El mensaje ya fue enviado

Andrés Torres Aguirre

Ayer domingo, el gobernador de Hidalgo Omar Fayad subió una fotografía a sus redes sociales en donde se le ve en la oficina principal del Comité Directivo Estatal del PRI acompañado por los exgobernadores Manuel Ángel Núñez Soto, Miguel Osorio Chong, Francisco Olvera; el dirigente nacional del revolucionario institucional, Alejandro Moreno Cárdenas y por Julio Valera Piedras, quien rindió protesta para un nuevo periodo como presidente del Comité Directivo Estatal.

Omar Fayad envió así, el primer mensaje respecto a la definición por la candidatura al Gobierno del Estado, algo que la militancia “tricolor” esperaba desde hace semanas.

Horas más tarde, en el patio del CDE, el primer priista de Hidalgo afirmaría que el primer acuerdo rumbo a la designación de su abanderado es: Sea quien sea el ungido, el aspirante perdedor (establecido claramente quedó que sólo compiten Carolina Viggiano e Israel Félix), se disciplinará y contribuirá con todo lo que esté a su alcance para apoyar en la campaña a la gubernatura.

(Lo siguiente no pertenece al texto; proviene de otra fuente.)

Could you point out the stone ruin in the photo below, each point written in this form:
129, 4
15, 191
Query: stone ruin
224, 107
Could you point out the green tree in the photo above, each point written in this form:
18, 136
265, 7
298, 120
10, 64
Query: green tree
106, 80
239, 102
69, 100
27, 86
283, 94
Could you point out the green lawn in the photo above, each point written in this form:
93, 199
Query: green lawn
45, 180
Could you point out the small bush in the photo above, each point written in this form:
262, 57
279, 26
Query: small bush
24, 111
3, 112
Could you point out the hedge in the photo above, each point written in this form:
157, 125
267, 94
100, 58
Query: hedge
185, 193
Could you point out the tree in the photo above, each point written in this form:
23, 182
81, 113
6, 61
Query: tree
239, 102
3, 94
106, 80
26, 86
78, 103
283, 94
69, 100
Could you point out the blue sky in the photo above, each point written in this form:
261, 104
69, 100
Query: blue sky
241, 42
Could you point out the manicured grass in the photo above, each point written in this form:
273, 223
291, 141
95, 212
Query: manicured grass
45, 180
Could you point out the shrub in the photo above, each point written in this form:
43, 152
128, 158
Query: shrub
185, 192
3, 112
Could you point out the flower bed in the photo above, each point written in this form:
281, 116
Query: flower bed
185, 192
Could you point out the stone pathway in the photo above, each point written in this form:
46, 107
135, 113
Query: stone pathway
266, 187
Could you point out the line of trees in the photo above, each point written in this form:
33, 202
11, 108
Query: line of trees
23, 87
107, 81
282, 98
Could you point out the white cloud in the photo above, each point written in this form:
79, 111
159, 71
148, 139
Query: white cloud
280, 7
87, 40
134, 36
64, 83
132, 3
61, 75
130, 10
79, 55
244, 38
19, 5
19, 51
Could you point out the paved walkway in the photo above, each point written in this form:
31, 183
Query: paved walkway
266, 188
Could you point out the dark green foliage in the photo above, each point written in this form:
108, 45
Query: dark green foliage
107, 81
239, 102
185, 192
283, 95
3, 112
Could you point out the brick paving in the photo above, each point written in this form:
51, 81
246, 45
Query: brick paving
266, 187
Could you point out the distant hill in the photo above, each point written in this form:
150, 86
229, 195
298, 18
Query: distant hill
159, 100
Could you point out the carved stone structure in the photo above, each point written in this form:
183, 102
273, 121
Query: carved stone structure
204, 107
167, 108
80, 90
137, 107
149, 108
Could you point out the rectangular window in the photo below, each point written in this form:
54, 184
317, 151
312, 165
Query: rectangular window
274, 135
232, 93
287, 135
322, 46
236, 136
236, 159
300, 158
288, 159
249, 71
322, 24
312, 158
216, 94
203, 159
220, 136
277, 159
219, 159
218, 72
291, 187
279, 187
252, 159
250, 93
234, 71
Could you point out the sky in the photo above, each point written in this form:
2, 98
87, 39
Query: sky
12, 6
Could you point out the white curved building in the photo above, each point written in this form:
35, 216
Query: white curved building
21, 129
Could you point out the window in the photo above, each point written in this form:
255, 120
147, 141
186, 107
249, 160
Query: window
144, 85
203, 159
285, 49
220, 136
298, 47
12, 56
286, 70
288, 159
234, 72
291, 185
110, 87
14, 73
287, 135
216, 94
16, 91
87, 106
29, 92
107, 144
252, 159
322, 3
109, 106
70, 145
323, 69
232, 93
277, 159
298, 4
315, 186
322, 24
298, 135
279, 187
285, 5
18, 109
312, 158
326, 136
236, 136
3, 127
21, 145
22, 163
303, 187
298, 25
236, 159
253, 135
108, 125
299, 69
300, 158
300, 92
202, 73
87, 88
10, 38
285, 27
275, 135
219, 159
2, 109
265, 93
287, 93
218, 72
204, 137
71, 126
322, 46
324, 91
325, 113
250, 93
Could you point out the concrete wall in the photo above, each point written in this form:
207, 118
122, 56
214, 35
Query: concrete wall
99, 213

El de ayer, fue el evento del gobernador Fayad, el último en donde él es la figura central, el último gran discurso, no la participación final pero sí el adiós al papel protagónico en el escenario tricolor de Hidalgo. Por eso, se esperaba que Omar Fayad dictará la línea; claro que lo hizo, siempre fiel a su estilo.

La foto dominical y tempranera donde el gobernador aparece con «Alito» podrá tener muchas interpretaciones, todas interesantes y muy respetables. 

 

Una de ellas, que los integrantes de la cúpula priista en el país y en el estado ya tienen un acuerdo respecto a la identidad de quién será su candidato a la candidatura por el Gobierno de Hidalgo. Con su presencia, los exgobernadores lo avalan, la camaradería y buen humor de Alejando Moreno lo sugiere y el nombramiento de Julio Valera para un nuevo periodo en la presidencia local del “tricolor” lo confirma.

Ya en el evento con la militancia, el primer mandatario hidalguense subrayó que sólo unidos podrán salir de un trance como es el de la selección de candidato; comprometió a Viggiano y a Félix para resolver la ecuación y construir la unidad. “¿Cómo se construye la unidad? Hablen con sus seguidores. La unidad no se construye en las cúpulas, no se dicta desde la decisión del primer priista, ni desde el Comité Nacional ni desde el Comité Estatal, la unidad se construye en nuestras estructuras, se construye desde la inclusión, con diálogo, ánimo, pasión y con el deseo de que a nuestro partido le vaya bien». 

Poco es lo que se puede comunicar en un evento masivo donde la prioridad del 98 por ciento de los asistentes es ver y dejarse ver por los dirigentes tricolores. Se puede decir mucho, hablar por horas, pero son escasos los conceptos que la gran masa puede captar claramente. El festejo tricolor de ayer no fue la excepción a este concepto. Junto con otros reporteros, busqué mensajes, pistas sobre la identidad del elegido. El «aplausómetro» en favor de Israel Félix dio la primera señal; la indiferencia que mostró al evento el diputado federal Rubén Moreira y que por momentos parecía fastidio también.

Quizás el indicio más claro sobre lo que acontece en el proceso de selección priista visto en la reunión de ayer, fue el breve pero intenso intercambio entre Omar Fayad y Carolina Viggiano, justo cuando «Alito» daba su mensaje. Hasta ese momento, la diputada federal y el gobernador mantenían una sana distancia, pero al levantarse el dirigente nacional se hizo un espacio junto al mandatario hidalguense y Viggiano aprovechó para sentarse junto a él. Fueron pocos minutos los que hablaron, pero sus gestos y el movimiento de brazos y manos no pasó inadvertido. Se les veía molestos, incómodos juntos.

Sólo se me ocurre una razón por la cual no podrían estar de acuerdo.